The qualifications for officeholding are among the
undemocratic, or at least antimajoritarian features of the Constitution of the
United States. Electoral College
majorities are barred from selecting as president a person who is less than
thirty-five years old, not born in the United States, not a citizen of the
United States, not a resident of the United States for at least fourteen years, or, while or after holding
various federal or state offices, participated in an insurrection or rebellion against the United States. Good
reason exists for thinking such qualifications a bad idea. John Seary has an interesting book arguing
that younger Americans ought to be constitutionally permitted to hold various
offices. Sandy Levinson and others think
the constitutional bar on persons born abroad creates second-class
citizens. Perhaps electoral college
majorities ought to decide whether former insurrectionists should hold
office. Section 3 of the Fourteenth
Amendment may be a bad idea whose time has passed if that time ever came. If popular majorities want to keep in office
a police chief who urged the assassination of police officers or elect a president who as president fomented an insurrection in order to
maintain office, the meaning of majoritarianism may be that they should have
their way. Holmes famously said his job
was to lead his fellows to Hell if that was their chosen direction.
The
zeitgeist among some authors seems to be that disqualifying Donald
Trump under Section 3 is the bad idea, not that barring insurrectionists from
office is a bad idea or that qualifications for the presidency are a bad
idea. This claim comes in two
flavors. The first is that disqualification decisions should be made by Congress and certainly not by local election judges or state
secretaries of state. Local decision-making risks minoritarian extremism and checkerboard solutions, where Trump is on the ballot in some states and
not others. The second is that MAGA
forces must be defeated electorally. Disqualification will increase the
possibility of a civil war or at least civil disruption in the United States
initiated by violent members of the far right who perceive that their hero has been treated unfairly.
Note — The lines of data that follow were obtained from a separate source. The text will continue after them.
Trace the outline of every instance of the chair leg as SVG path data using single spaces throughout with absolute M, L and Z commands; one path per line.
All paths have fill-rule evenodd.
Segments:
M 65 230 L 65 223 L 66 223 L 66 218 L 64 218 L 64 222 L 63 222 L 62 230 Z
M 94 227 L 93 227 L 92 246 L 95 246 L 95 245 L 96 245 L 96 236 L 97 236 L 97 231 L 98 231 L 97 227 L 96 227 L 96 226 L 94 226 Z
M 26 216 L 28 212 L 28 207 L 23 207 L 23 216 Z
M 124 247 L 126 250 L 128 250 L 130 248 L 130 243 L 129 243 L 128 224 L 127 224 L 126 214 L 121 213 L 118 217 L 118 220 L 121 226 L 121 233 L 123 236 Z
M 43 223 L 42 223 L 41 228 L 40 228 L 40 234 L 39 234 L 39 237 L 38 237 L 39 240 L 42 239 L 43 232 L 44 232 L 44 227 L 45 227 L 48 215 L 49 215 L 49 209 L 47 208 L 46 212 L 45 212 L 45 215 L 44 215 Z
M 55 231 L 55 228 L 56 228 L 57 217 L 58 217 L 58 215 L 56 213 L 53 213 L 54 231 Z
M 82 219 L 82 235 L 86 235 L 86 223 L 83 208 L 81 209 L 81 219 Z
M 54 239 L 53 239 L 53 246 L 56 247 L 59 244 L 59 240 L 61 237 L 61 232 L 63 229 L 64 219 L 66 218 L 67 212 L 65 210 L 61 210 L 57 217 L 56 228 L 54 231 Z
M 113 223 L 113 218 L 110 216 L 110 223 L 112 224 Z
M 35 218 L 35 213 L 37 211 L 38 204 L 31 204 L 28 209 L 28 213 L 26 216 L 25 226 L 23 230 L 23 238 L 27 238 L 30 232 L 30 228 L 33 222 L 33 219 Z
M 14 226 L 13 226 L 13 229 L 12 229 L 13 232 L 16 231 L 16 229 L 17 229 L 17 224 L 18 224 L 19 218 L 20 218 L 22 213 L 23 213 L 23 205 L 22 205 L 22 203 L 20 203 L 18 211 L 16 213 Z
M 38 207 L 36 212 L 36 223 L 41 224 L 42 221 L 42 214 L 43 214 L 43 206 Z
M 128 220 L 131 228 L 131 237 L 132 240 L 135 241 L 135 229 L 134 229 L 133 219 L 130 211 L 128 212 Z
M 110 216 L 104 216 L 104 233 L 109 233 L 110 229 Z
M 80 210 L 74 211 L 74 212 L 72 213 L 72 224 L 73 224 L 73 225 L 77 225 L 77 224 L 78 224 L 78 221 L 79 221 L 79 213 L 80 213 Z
A congressional statute organizing disqualifying would be nice, but disqualification for insurrection is in legal principle no different from disqualification for being underage or not a citizen. No one clamored for a federal statute preventing lawsuits disqualifying Barack Obama on the alleged ground that he was born in Kenya. No one insists on a federal statute before younger Americans are disqualified. American law at present permits checkerboard solutions, perhaps initiated by political extremists in state offices, respecting whether a candidate is constitutionally qualified for the presidency. No one until recently complained, even though we could easily imagine a national controversy over whether a person had actually resided in the United States for fourteen years or, purely hypothetically, whether a candidate for the presidency was born in Kenya.
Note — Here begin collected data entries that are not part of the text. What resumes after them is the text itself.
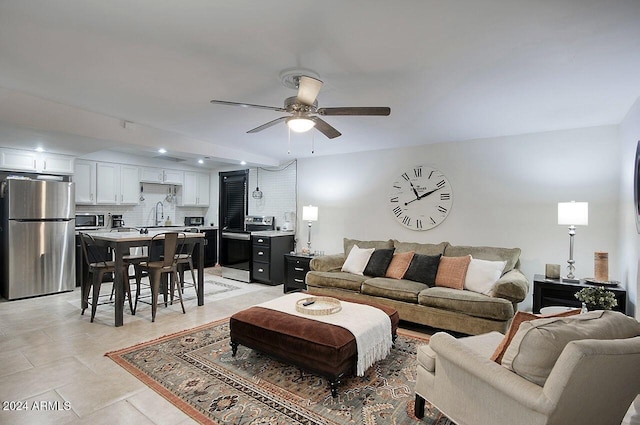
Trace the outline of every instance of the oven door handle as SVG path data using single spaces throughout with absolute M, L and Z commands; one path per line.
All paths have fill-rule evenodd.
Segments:
M 239 241 L 250 241 L 251 235 L 248 233 L 225 233 L 222 232 L 222 237 L 224 239 L 235 239 Z

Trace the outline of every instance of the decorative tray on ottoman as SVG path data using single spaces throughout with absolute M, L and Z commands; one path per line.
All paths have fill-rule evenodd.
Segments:
M 340 300 L 331 297 L 308 297 L 296 302 L 296 311 L 298 313 L 312 316 L 325 316 L 327 314 L 337 313 L 340 310 L 342 310 Z

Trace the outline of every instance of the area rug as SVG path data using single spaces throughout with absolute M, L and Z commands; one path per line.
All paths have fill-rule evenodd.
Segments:
M 331 397 L 324 378 L 240 346 L 229 319 L 106 355 L 202 424 L 455 425 L 426 403 L 414 415 L 418 338 L 398 330 L 391 354 L 364 377 L 349 377 Z

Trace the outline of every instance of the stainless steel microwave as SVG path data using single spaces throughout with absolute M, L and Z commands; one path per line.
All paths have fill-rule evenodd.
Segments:
M 104 227 L 104 214 L 76 214 L 76 229 L 98 229 Z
There is no law preventing a federal statute from being framed, debated, and passed immediately after our Representatives and Senators read this blog post (all members of Congress read Balkinization regularly). That Congress is gridlocked is hardly a reason to mandate political actors outside of Congress stay their hand. One reason for constitutionalizing the principle
that insurrectionists cannot hold office was the fear that Reconstruction Republicans
might temporarily lose control of Congress and statutes mandating
disqualification (and racial equality) would be repealed. The framers may have assumed legislative primacy, but they did not think all other actors could do was complain when Congress dithered. The
Supreme Court can also swoop in and make a decision creating a rule for the
entire country. Steven Vladeck will be
the first person to tell you that has been known to happen.
The MAGA crowd will be upset if Donald Trump is disqualified in some states. Some may turn to violence. They will be upset if Donald Trump is disqualified in all states by the procedure of your choosing. Some may turn to violence. They will be upset if Donald Trump loses a close election. Etc. They will be upset if Donald Trump loses an election that every expert agrees is not particularly close. Etc., etc. The MAGA crowd would be as upset if Donald Trump was disqualified because unconverted evidence demonstrated, lo and behold, that he was born in Kenya.
We are dealing with the kid in the schoolyard who threw a temper tantrum and yelled “Cheater” whenever he or she lost. The kid yelled "Cheater" when the umpire called a close pitch a strike and when the final score was 15-1. Finding rules that appeased that kid was pointless. The best you could do was apply the rules you thought fair and prepare to deal with the temper tantrum when the kid lost.
That MAGA must be defeated politically in the long run does not debar any short-term solution. Trump will throw variations on the same temper-tantrum if he is disqualified as an insurrectionist in some states, disqualified as an insurrectionist in all states, disqualifying for being born in Kenya, or loses the presidential election from anywhere between one and four billion votes. If you think as a matter of constitutional law or principle people who participate in an insurrection against the government should not hold government office and that Donald Trump participated in an insurrection against the government, you should endorse the Section 3 process and be prepared for the fall out that will occur no matter how MAGA forces are defeated.